> Before 3.4.0 is out, you need to make sure that mirrors are synchronised
> before shutting down master in this experiment.
>
> With over 1M queues, sync can take some time but after that, published
> message
> that is routed to mirrored queue(s) will be delivered to mirror(s)
> before RabbitMQ
> confirms the publish.
Right, so I performed the following steps:
1. Set up a 2 node cluster, rabbit and rabbit2.

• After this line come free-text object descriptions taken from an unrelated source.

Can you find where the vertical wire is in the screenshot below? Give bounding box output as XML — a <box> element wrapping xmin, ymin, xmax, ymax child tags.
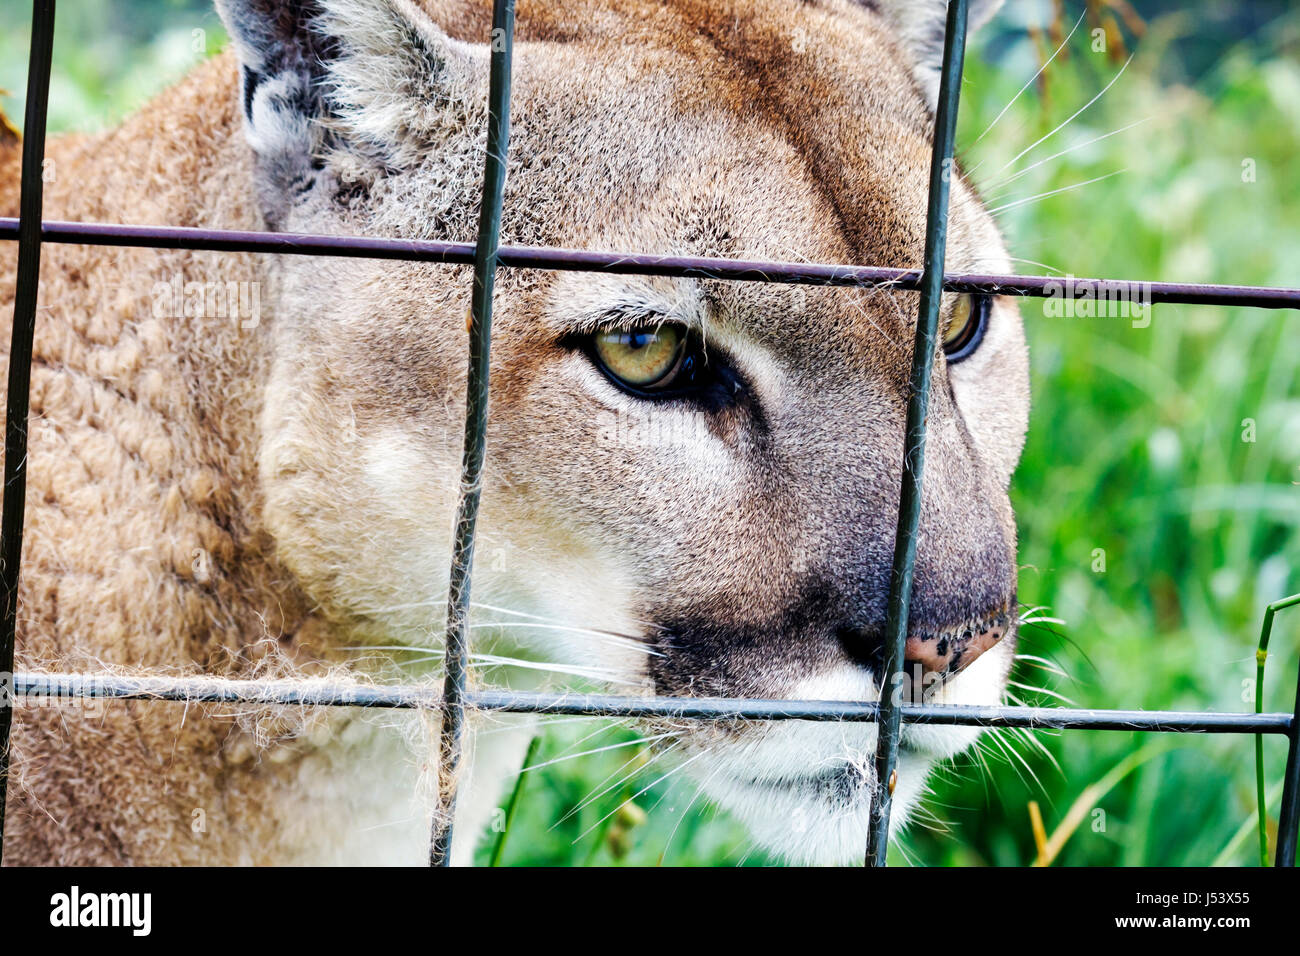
<box><xmin>0</xmin><ymin>0</ymin><xmax>56</xmax><ymax>864</ymax></box>
<box><xmin>865</xmin><ymin>0</ymin><xmax>970</xmax><ymax>867</ymax></box>
<box><xmin>0</xmin><ymin>0</ymin><xmax>1285</xmax><ymax>875</ymax></box>
<box><xmin>1274</xmin><ymin>602</ymin><xmax>1300</xmax><ymax>864</ymax></box>
<box><xmin>429</xmin><ymin>0</ymin><xmax>516</xmax><ymax>867</ymax></box>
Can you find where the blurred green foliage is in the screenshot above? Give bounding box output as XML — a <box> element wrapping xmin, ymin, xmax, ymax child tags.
<box><xmin>2</xmin><ymin>0</ymin><xmax>1297</xmax><ymax>866</ymax></box>
<box><xmin>1</xmin><ymin>0</ymin><xmax>226</xmax><ymax>132</ymax></box>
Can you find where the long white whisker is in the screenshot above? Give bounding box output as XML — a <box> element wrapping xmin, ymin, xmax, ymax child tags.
<box><xmin>1020</xmin><ymin>615</ymin><xmax>1068</xmax><ymax>627</ymax></box>
<box><xmin>469</xmin><ymin>621</ymin><xmax>661</xmax><ymax>656</ymax></box>
<box><xmin>969</xmin><ymin>12</ymin><xmax>1086</xmax><ymax>151</ymax></box>
<box><xmin>340</xmin><ymin>646</ymin><xmax>629</xmax><ymax>683</ymax></box>
<box><xmin>522</xmin><ymin>732</ymin><xmax>676</xmax><ymax>774</ymax></box>
<box><xmin>1020</xmin><ymin>732</ymin><xmax>1062</xmax><ymax>775</ymax></box>
<box><xmin>515</xmin><ymin>718</ymin><xmax>620</xmax><ymax>769</ymax></box>
<box><xmin>659</xmin><ymin>758</ymin><xmax>726</xmax><ymax>864</ymax></box>
<box><xmin>555</xmin><ymin>742</ymin><xmax>679</xmax><ymax>827</ymax></box>
<box><xmin>993</xmin><ymin>54</ymin><xmax>1135</xmax><ymax>178</ymax></box>
<box><xmin>984</xmin><ymin>117</ymin><xmax>1150</xmax><ymax>196</ymax></box>
<box><xmin>467</xmin><ymin>652</ymin><xmax>639</xmax><ymax>685</ymax></box>
<box><xmin>1014</xmin><ymin>652</ymin><xmax>1069</xmax><ymax>678</ymax></box>
<box><xmin>968</xmin><ymin>254</ymin><xmax>1068</xmax><ymax>275</ymax></box>
<box><xmin>573</xmin><ymin>750</ymin><xmax>708</xmax><ymax>844</ymax></box>
<box><xmin>475</xmin><ymin>714</ymin><xmax>603</xmax><ymax>737</ymax></box>
<box><xmin>986</xmin><ymin>169</ymin><xmax>1126</xmax><ymax>215</ymax></box>
<box><xmin>472</xmin><ymin>601</ymin><xmax>661</xmax><ymax>639</ymax></box>
<box><xmin>336</xmin><ymin>644</ymin><xmax>441</xmax><ymax>654</ymax></box>
<box><xmin>1006</xmin><ymin>678</ymin><xmax>1076</xmax><ymax>706</ymax></box>
<box><xmin>985</xmin><ymin>726</ymin><xmax>1045</xmax><ymax>794</ymax></box>
<box><xmin>891</xmin><ymin>834</ymin><xmax>920</xmax><ymax>867</ymax></box>
<box><xmin>1007</xmin><ymin>722</ymin><xmax>1062</xmax><ymax>774</ymax></box>
<box><xmin>349</xmin><ymin>598</ymin><xmax>444</xmax><ymax>615</ymax></box>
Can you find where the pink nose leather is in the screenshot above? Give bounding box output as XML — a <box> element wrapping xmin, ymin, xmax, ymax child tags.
<box><xmin>905</xmin><ymin>620</ymin><xmax>1006</xmax><ymax>678</ymax></box>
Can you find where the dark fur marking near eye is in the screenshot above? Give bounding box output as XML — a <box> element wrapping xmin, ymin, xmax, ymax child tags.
<box><xmin>333</xmin><ymin>179</ymin><xmax>370</xmax><ymax>206</ymax></box>
<box><xmin>242</xmin><ymin>66</ymin><xmax>261</xmax><ymax>119</ymax></box>
<box><xmin>569</xmin><ymin>313</ymin><xmax>770</xmax><ymax>442</ymax></box>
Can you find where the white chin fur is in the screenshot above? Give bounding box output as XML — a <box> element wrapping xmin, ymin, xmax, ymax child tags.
<box><xmin>699</xmin><ymin>744</ymin><xmax>935</xmax><ymax>866</ymax></box>
<box><xmin>686</xmin><ymin>637</ymin><xmax>1014</xmax><ymax>865</ymax></box>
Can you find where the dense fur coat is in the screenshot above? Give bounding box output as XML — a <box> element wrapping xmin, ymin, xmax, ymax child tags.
<box><xmin>1</xmin><ymin>0</ymin><xmax>1025</xmax><ymax>865</ymax></box>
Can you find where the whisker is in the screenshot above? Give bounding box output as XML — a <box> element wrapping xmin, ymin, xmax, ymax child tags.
<box><xmin>573</xmin><ymin>749</ymin><xmax>708</xmax><ymax>844</ymax></box>
<box><xmin>967</xmin><ymin>254</ymin><xmax>1069</xmax><ymax>276</ymax></box>
<box><xmin>983</xmin><ymin>117</ymin><xmax>1151</xmax><ymax>196</ymax></box>
<box><xmin>968</xmin><ymin>11</ymin><xmax>1086</xmax><ymax>152</ymax></box>
<box><xmin>986</xmin><ymin>169</ymin><xmax>1127</xmax><ymax>216</ymax></box>
<box><xmin>659</xmin><ymin>758</ymin><xmax>727</xmax><ymax>864</ymax></box>
<box><xmin>466</xmin><ymin>652</ymin><xmax>638</xmax><ymax>685</ymax></box>
<box><xmin>555</xmin><ymin>742</ymin><xmax>679</xmax><ymax>827</ymax></box>
<box><xmin>890</xmin><ymin>833</ymin><xmax>919</xmax><ymax>866</ymax></box>
<box><xmin>992</xmin><ymin>53</ymin><xmax>1136</xmax><ymax>178</ymax></box>
<box><xmin>475</xmin><ymin>714</ymin><xmax>604</xmax><ymax>738</ymax></box>
<box><xmin>522</xmin><ymin>732</ymin><xmax>675</xmax><ymax>774</ymax></box>
<box><xmin>1006</xmin><ymin>679</ymin><xmax>1076</xmax><ymax>707</ymax></box>
<box><xmin>335</xmin><ymin>644</ymin><xmax>440</xmax><ymax>654</ymax></box>
<box><xmin>1011</xmin><ymin>725</ymin><xmax>1062</xmax><ymax>775</ymax></box>
<box><xmin>515</xmin><ymin>717</ymin><xmax>619</xmax><ymax>766</ymax></box>
<box><xmin>349</xmin><ymin>597</ymin><xmax>445</xmax><ymax>616</ymax></box>
<box><xmin>1014</xmin><ymin>653</ymin><xmax>1070</xmax><ymax>680</ymax></box>
<box><xmin>469</xmin><ymin>621</ymin><xmax>661</xmax><ymax>656</ymax></box>
<box><xmin>985</xmin><ymin>726</ymin><xmax>1044</xmax><ymax>795</ymax></box>
<box><xmin>1014</xmin><ymin>619</ymin><xmax>1098</xmax><ymax>678</ymax></box>
<box><xmin>1020</xmin><ymin>614</ymin><xmax>1068</xmax><ymax>627</ymax></box>
<box><xmin>472</xmin><ymin>601</ymin><xmax>664</xmax><ymax>639</ymax></box>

# deliberately not using automatic sync in step 2
2. Apply a policy: set_policy ha-all "^ha\." '{"ha-mode":"all"}'
3. Connect to rabbit, publish 100K messages that route to a queue named "ha.q1"
4. Manually perform sync to rabbit2
5. Shut down rabbit
6. See rabbit2 elected master for ha.q1
7. See ha.q1 still have 100K messages
8. Bring rabbit back
9. See rabbit become a mirror of ha.q1, sync it
10. Shut down rabbit2
11. Check that ha.q1 still has 100K messages
12. Bring rabbit2 back
13. See rabbit2 become a mirror of ha.q1, unsynchronised
Since rabbit2 is not unsynchronised, it will not be elected master should rabbit shut down.
Let's try it:
14. Shut down rabbit
15. See ha.q1 master move to rabbit2 and have 0 messages
16. Bring back rabbit
17. Publish 100K messages that are routed to ha.q1
18. ha.q1 now has 100K messages, master is on rabbit2, mirror on rabbit
19. Ensure rabbit is synchronised
20. Shut down rabbit2
21. ha.q1 master is now on rabbit, with 100K messages enqueued
22. Bring rabbit2 back
23. ha.q1 master is on rabbit, with 1 mirror, still with 100K messages
I think this is enough evidence to suggest that you are indeed running into what's described in
http://next.rabbitmq.com/ha.html#cluster-shutdown and need to give slaves
some time to sync before shutting down master.
With 1.1M messages it takes several messages on my 1-2 year old Core i7 machine with an SSD.